Background information
- Origin: Seattle, Washington, USA
- Genres: Rock and roll, British Invasion, Garage
- Years active: 1999–Present
- Members: Arunas Bura (vocals) Al Smith (keyboard, vocals) Harry Schneider (guitar, vocals) Garth Brandenburg (guitar) Tor Midtskog (guitar) Steve Harrold (bass) Dan Cunneen (drums)

= Perkins Coie Band =

The Perkins Coie Band (also known as PCBs) is the in-house band for the Seattle, Washington based international law firm Perkins Coie. The band formed in 1999 to play the law firm’s holiday party and continues to play charity and firm-related events.

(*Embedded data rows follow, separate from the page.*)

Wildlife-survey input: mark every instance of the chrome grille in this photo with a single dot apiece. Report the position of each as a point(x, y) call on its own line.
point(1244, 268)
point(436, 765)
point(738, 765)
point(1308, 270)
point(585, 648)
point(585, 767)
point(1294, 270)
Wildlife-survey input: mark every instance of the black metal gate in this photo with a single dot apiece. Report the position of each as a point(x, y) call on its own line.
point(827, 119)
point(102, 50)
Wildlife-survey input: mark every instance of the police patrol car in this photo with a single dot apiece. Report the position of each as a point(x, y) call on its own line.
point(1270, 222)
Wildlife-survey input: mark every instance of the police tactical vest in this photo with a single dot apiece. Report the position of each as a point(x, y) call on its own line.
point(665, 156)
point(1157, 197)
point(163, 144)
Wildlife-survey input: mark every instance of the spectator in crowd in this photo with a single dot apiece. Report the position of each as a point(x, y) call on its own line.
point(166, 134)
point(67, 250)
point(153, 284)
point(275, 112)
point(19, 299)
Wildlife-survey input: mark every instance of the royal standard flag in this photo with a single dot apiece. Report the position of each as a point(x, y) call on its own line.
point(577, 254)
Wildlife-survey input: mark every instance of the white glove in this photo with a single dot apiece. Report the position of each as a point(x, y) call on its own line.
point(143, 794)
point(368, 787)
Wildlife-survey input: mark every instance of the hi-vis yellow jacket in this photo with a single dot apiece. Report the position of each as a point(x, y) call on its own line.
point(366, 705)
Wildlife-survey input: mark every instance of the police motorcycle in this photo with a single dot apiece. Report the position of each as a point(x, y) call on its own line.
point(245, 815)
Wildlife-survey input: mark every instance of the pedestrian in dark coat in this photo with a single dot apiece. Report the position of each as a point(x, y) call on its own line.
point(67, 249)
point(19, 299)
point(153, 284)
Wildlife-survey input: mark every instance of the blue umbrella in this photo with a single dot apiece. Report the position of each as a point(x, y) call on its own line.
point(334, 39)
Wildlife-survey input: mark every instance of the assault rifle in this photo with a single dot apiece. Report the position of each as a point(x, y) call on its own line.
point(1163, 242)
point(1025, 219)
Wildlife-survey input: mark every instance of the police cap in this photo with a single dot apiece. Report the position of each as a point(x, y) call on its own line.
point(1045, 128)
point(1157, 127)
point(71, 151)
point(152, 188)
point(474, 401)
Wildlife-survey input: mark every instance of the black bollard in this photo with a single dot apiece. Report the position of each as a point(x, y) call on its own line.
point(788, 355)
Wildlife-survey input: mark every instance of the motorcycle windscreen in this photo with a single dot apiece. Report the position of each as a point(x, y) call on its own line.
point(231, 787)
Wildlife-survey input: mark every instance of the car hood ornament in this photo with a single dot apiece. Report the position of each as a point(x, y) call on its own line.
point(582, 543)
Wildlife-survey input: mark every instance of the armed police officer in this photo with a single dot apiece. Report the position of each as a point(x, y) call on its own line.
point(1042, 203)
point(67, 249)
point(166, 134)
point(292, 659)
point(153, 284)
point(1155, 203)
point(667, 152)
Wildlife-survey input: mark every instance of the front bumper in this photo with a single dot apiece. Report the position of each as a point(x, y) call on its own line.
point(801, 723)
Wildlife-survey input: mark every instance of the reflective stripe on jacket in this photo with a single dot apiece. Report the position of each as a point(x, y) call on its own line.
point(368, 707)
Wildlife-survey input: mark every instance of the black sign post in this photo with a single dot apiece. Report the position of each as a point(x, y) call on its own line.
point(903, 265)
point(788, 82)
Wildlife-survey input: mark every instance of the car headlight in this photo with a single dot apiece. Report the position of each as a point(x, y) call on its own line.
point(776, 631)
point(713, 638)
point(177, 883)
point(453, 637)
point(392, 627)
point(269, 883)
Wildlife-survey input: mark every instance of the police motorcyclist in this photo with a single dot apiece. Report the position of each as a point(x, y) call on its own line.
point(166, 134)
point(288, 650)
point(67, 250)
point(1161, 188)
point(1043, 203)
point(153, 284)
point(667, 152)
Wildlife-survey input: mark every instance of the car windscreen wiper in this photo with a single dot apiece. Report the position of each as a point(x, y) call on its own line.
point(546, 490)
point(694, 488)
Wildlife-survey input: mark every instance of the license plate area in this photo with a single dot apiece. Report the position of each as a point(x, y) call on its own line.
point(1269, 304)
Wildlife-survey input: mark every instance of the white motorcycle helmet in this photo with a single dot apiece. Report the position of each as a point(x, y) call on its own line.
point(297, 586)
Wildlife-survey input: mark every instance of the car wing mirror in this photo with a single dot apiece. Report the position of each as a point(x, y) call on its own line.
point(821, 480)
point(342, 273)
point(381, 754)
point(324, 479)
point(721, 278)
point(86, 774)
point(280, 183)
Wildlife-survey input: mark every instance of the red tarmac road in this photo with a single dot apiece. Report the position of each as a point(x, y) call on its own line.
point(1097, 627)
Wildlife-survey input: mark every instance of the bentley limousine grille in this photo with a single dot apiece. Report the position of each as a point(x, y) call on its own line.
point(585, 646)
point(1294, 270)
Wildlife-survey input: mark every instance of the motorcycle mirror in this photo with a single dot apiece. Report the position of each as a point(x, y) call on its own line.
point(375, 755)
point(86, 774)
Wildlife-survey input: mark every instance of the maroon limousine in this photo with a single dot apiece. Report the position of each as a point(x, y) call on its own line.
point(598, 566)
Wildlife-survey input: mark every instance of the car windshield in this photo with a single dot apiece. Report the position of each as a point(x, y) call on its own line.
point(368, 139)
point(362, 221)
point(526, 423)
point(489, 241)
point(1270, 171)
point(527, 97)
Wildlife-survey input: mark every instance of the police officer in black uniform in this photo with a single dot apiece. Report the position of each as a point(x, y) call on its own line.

Throughout the 2000s, the Perkins Coie Band performed in (and won) several Lawyerpalooza concerts (a Battle of the Bands benefit held annually from 2004 to 2008 in Seattle). In May 2008 the band was selected as regional semi-finalists in Fortune magazine's Fortune Battle of the Corporate Bands in Los Angeles, California.

Most of the band’s members work at Perkins Coie (most notably, partners Harry Schneider and Al Smith). Other band members include Arunas Bura (paralegal), Garth Brandenburg (legal messenger), and former employee Tor Midstkog. In addition, there are two “ringers” that are not employed by the company, Steve Harrold and Dan Cunneen.

The band primarily performs a mix of 1960s American rock and roll, British Invasion and garage (or Frat Rock).